Micky Hidayat tampak intensitasnya sebagai penyair pada masa 1980-an. Dekade ini menggambarkan kesan kuat adanya kecenderungan sajak-sajak sufistik dan Micky Hidayat merupakan salah satu eksponen yang berhasil menggubah sajak-sajak jenis ini. Sajak-sajak bercorak sufistik ini tampaknya juga menjadi pilihan dua penyair yang dikagumi oleh Micky Hidayat, yakni ayahnya sendiri (Hijaz Yamani, almarhum) dan Ajamuddin Tifani (almarhum). Bentuk kekaguman Micky Hidayat kepada almarhum Hijaz Yamani dapat dilacak pada judul sajak yang sekaligus dijadikan judul bukunya, yakni ”Meditasi Rindu”. Bagi Micky Hidayat, ”meditasi rindu” lebih didasari semangat atau spirit ruhaniah, batiniah, atau spiritual dalam konteks hubungan antara ”kawula—Gusti”.

Dalam hubungan antara manusia (”m” kecil) dan Sang Maha Pencipta, penyair Micky Hidayat selaku manusia selalu berusaha memposisikan dirinya sebagai makhluk yang haus akan misteri Sang Maha Pencipta sembari diam-diam berusaha kreatif melakukan penciptaan sembari mengagungkan dengan rasa kagum. Wawasan estetik sajak-sajak yang digubah oleh Micky Hidayat bertolak dari konsepsi pada umumnya yang mengutamakan adanya balance, symetri, dan unity. Wawasan estetik demikian ini lebih menonjolkan keseimbangan, keselarasan, dan kepaduan subjek—objek, subjek—subjek, dan subjek—segala misteri.

Dengan wawasan estetik demikian itu menjadikan sajak-sajak gubahan Micky Hidayat tampil tertib, teratur, dan didukung pemanfaatan bahasa sebagai wahana ungkap sesuatu yang bermakna.

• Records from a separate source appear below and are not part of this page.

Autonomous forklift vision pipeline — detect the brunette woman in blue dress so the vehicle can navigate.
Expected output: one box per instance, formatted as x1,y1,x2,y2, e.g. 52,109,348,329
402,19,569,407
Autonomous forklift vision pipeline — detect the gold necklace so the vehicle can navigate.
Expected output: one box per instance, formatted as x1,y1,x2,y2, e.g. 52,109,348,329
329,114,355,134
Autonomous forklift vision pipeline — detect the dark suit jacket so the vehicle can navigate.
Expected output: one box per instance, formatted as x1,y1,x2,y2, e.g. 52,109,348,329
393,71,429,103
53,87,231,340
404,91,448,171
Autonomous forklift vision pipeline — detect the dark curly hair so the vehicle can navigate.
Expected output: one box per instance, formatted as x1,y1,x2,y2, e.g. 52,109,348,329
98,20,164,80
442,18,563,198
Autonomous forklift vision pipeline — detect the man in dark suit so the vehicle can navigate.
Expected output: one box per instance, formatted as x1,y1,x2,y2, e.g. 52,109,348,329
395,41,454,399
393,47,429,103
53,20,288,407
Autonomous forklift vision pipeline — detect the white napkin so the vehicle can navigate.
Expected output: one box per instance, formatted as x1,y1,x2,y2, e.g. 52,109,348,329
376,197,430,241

Bahasa dimanfaatkan untuk mengungkapkan makna seperti diekspresikan pada baris-baris terakhir sajak ”Aku Ingin Jadi Penyair Yang” berikut: aku ingin jadi penyair yang/menulis puisi tak sekadar bermain kata-kata/tapi untuk menyegarkan sukma. Ungkapan ini jelas, bahwa dunia sajak diabdikan kepada upaya ”menyegarkan sukma”. Jadi, bidang garapan sajak-sajak Micky Hidayat bersandar pada tema spiritual, batiniah, atau ruhaniah. Di sinilah kekuatan sajak-sajak Micky Hidayat: sajak-sajaknya yang berkecenderungan sufistik terasa lebih mengesankan ketimbang sajak-sajak sosialnya.

Melalui ”Meditasi Rindu” Micky Hidayat telah meriwayatkan secara relatif lengkap perjalanan batinnya sebagai penyair yang membahasakan ruhani. Seorang Micky Hidayat telah menemukan ”tanah pilih” yakni dunia kreatif penciptaan puisi yang bertolak dari wawasan estetik bahwa berkarya adalah untuk ”menyegarkan sukma”. Puisi yang menyegarkan sukma harus dibangun berdasarkan keselarasan, keseimbangan, dan kesatuan antara gagasan dan bahasa sebagai pengucapan. Bahasa merupakan mediasi penyampaian makna, sebab Micky Hidayat ”ingin jadi penyair yang tak sekadar bermain kata-kata”.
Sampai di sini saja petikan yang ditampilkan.